The CIA also decided to destroy the tapes in "the absence of any legal or internal reason to keep them," Hayden wrote. He said the tapes were destroyed only after it was determined "they were no longer of intelligence value and not relevant to any internal, legislative or judicial inquiries."

"The tapes posed a serious security risk," Hayden wrote. "Were they ever to leak, they would permit identification of your CIA colleagues who had served in the program, exposing them and their families to retaliation from al-Qaida and its sympathizers."

The CIA only taped the interrogation of the first two terror suspects the agency held, one of whom was Abu Zubaydah. Zubaydah, under harsh questioning, told CIA interrogators about alleged 9/11 accomplice Ramzi Binalshibh, Bush said in 2006.

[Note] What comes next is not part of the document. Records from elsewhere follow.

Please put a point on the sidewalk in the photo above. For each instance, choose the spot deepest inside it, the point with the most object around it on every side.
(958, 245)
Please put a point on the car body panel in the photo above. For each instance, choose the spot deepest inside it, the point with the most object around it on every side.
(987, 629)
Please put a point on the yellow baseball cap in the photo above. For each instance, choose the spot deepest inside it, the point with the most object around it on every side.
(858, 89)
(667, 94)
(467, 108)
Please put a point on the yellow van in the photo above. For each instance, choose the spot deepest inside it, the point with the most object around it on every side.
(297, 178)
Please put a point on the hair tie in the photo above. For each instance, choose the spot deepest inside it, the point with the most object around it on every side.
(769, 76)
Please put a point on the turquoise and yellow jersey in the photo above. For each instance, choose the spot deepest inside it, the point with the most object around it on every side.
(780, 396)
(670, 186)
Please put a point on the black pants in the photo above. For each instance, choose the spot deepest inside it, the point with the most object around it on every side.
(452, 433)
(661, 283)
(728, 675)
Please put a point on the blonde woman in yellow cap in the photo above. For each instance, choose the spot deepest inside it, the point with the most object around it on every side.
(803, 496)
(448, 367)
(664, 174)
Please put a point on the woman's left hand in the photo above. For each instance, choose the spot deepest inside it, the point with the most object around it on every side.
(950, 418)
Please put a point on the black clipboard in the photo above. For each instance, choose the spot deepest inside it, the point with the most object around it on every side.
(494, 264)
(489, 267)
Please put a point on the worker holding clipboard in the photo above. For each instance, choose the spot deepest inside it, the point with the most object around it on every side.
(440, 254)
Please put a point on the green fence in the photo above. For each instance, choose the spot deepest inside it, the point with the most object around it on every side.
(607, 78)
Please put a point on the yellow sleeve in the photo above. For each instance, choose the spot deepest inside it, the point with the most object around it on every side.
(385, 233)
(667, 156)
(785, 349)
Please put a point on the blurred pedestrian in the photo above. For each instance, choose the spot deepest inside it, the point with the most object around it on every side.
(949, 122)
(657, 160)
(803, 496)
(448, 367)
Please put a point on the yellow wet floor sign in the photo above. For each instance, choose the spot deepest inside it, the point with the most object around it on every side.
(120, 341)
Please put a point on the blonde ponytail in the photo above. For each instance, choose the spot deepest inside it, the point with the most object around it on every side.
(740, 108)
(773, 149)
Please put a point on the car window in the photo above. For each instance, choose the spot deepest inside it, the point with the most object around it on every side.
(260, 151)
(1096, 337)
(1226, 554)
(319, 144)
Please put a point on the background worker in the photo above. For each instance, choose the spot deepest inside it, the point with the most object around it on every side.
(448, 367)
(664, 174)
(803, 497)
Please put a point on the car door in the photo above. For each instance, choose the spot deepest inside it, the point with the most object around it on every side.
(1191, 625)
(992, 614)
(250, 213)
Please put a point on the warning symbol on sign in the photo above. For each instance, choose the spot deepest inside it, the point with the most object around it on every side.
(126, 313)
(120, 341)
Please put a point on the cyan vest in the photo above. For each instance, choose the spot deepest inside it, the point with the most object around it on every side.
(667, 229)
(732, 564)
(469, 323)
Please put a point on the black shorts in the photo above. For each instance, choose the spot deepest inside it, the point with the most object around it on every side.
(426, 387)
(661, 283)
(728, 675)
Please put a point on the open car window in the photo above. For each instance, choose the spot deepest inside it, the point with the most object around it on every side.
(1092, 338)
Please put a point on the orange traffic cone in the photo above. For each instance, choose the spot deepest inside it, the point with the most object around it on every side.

Binalshibh was captured and interrogated and, with Zubaydah's information, led to the capture in 2003 of Khalid Sheikh Mohammed, the purported mastermind of the 9/11 attacks.

Hayden said a secondary reason for the taped interrogations was to have back-up documentation of the information gathered.

"The Agency soon determined that its documentary reporting was full and exacting, removing any need for tapes. Indeed, videotaping stopped in 2002," Hayden said.

The CIA is known to have waterboarded three prisoners since the Sept. 11 terrorist attacks, but not since 2003. Hayden banned the use of the procedure in 2006, according to knowledgeable officials.

A House Intelligence Committee official said the entire committee, not just its top two members, should have been informed.

"This is a matter that should have been briefed to the full Intelligence Committee at the time. This does not appear to have been done. There may be a very logical reason for destroying records that are no longer needed; however, this requires a more complete explanation," said the official, who spoke on condition of anonymity because he was not authorized to speak publicly about the matter.

Hayden's message was an attempt to get ahead of a New York Times story about the videotapes.

"What matters here is that it was done in line with the law," Hayden said. "Over the course of its life, the Agency's interrogation program has been of great value to our country. It has helped disrupt terrorist operations and save lives. It was built on a solid foundation of legal review. It has been conducted with careful supervision. If the story of these tapes is told fairly, it will underscore those facts."

In November, the CIA admitted to an Alexandria, Va., federal court that it had failed to hand over videotaped prisoner interrogations relevant to the trial of al-Qaida conspirator Zacarias Moussaoui. Those interrogations were not part of the CIA's detention program and were not conducted or recorded by the agency, according to the Justice Department.